For me the problem’s just another scaling issue that an organisation will encounter repeatedly as it evolves. The most important thing is that it’s recognised and mitigated by putting a suitable structure in place.

Longer term fixes

You can go all the way and spend your dev time building a merge-request queue that’ll automate this process, and present you with attractive metrics about merge throughput, and indeed people have: Shopify is a good example, with hundreds of developers contributing to a monolithic app, but see also similar problems at Microsoft. At that point, however, it’s worth questioning whether this solves the right problem, or whether you ahve so many developers because changing a monolithic system is such a complex activity.

The fix for ten people failing to ride the same horse to market is not necessarily a bigger horse.

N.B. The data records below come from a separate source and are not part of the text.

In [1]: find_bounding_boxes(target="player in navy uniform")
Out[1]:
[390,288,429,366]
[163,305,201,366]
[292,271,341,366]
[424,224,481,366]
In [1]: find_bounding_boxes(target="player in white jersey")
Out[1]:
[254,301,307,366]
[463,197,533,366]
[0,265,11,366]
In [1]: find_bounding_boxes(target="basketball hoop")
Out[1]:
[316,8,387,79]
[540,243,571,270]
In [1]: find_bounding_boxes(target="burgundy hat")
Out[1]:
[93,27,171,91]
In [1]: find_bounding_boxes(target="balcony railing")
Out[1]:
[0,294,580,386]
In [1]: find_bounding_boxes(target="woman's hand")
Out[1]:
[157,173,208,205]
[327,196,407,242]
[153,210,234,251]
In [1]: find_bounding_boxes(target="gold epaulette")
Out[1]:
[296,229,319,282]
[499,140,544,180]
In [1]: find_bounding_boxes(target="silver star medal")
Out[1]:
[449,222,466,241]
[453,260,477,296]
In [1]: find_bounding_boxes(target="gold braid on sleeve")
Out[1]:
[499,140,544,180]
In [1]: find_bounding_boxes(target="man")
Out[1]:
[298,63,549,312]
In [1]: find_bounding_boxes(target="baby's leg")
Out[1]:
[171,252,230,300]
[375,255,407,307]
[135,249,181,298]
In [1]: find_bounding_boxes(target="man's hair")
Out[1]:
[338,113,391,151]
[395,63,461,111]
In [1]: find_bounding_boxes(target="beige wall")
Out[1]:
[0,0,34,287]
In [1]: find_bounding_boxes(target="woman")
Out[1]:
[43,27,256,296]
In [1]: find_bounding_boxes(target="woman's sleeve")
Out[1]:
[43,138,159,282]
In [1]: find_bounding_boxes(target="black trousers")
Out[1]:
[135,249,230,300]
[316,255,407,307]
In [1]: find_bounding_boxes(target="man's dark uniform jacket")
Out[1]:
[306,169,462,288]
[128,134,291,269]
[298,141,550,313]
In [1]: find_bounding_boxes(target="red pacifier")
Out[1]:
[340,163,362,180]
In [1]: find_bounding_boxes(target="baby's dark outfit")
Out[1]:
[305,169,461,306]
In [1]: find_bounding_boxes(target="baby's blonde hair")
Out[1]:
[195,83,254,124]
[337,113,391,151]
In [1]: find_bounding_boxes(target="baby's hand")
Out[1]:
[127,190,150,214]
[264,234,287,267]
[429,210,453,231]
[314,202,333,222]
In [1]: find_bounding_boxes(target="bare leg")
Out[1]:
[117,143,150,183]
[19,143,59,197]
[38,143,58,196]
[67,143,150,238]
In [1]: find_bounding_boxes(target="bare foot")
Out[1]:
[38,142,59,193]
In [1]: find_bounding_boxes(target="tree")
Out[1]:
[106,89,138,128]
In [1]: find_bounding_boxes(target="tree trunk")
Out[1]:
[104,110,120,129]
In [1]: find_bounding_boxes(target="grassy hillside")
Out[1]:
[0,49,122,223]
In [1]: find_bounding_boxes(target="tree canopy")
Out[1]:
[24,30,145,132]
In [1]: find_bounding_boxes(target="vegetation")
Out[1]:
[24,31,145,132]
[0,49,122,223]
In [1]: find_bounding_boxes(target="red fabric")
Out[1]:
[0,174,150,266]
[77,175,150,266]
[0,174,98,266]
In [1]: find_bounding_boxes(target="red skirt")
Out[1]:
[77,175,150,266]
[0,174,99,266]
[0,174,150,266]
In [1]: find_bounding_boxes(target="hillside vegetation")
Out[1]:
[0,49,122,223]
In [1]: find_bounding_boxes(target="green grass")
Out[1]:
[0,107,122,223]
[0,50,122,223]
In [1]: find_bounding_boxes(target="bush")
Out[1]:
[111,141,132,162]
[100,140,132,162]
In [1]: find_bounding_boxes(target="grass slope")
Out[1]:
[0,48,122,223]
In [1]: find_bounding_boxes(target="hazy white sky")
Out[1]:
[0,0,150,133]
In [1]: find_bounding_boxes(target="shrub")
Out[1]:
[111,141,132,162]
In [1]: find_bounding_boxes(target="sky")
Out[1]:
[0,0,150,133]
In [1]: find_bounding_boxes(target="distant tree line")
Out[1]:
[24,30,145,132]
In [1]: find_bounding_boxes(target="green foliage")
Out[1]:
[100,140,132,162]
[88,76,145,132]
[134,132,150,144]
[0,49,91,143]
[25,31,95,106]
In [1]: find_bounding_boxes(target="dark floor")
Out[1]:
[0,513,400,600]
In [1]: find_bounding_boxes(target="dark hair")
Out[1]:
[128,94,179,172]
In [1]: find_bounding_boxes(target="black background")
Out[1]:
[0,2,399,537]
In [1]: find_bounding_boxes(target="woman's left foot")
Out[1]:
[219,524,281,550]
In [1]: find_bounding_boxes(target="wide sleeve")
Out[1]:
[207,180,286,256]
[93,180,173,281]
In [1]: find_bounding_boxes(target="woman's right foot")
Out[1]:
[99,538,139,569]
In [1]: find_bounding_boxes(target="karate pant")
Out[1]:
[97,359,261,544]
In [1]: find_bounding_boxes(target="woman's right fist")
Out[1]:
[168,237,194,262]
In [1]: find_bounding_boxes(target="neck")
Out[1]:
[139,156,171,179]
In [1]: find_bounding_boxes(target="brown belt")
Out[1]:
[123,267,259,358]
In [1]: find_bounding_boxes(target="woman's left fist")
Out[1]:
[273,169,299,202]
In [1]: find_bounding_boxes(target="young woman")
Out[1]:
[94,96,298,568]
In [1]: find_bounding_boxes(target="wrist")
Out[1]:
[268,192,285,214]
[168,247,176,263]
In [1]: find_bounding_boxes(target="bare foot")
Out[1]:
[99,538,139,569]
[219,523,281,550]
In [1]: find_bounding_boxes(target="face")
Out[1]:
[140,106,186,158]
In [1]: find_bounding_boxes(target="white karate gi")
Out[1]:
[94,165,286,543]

Instead, it’s worth asking whether you can split projects, or solutions, or modules, and their related pipelines so that internal work is independent. You don’t need to buy into some microservices architecture, but you do want to think about breaking the work up into chunks that a small team can hold in their heads. There will still be times of higher activity that means some level of coordination is needed, but if the group of people who need to coordinate it is small then it’s manageable in a lightweight way. Communication is both essential and costly, and its cost rises exponentially with the number of people involved.

Pragmatically the race to rebase is a sign, it’s the system telling you that you’ve hit a scaling threshold. It’s important to listen to it, but also important to realise that it’s not something you need to “solve” by implementing a technical solution which then requires support and maintenance itself. Do you want something formal all the time? Or do you just need a collaboration technique when you see frustration rise again?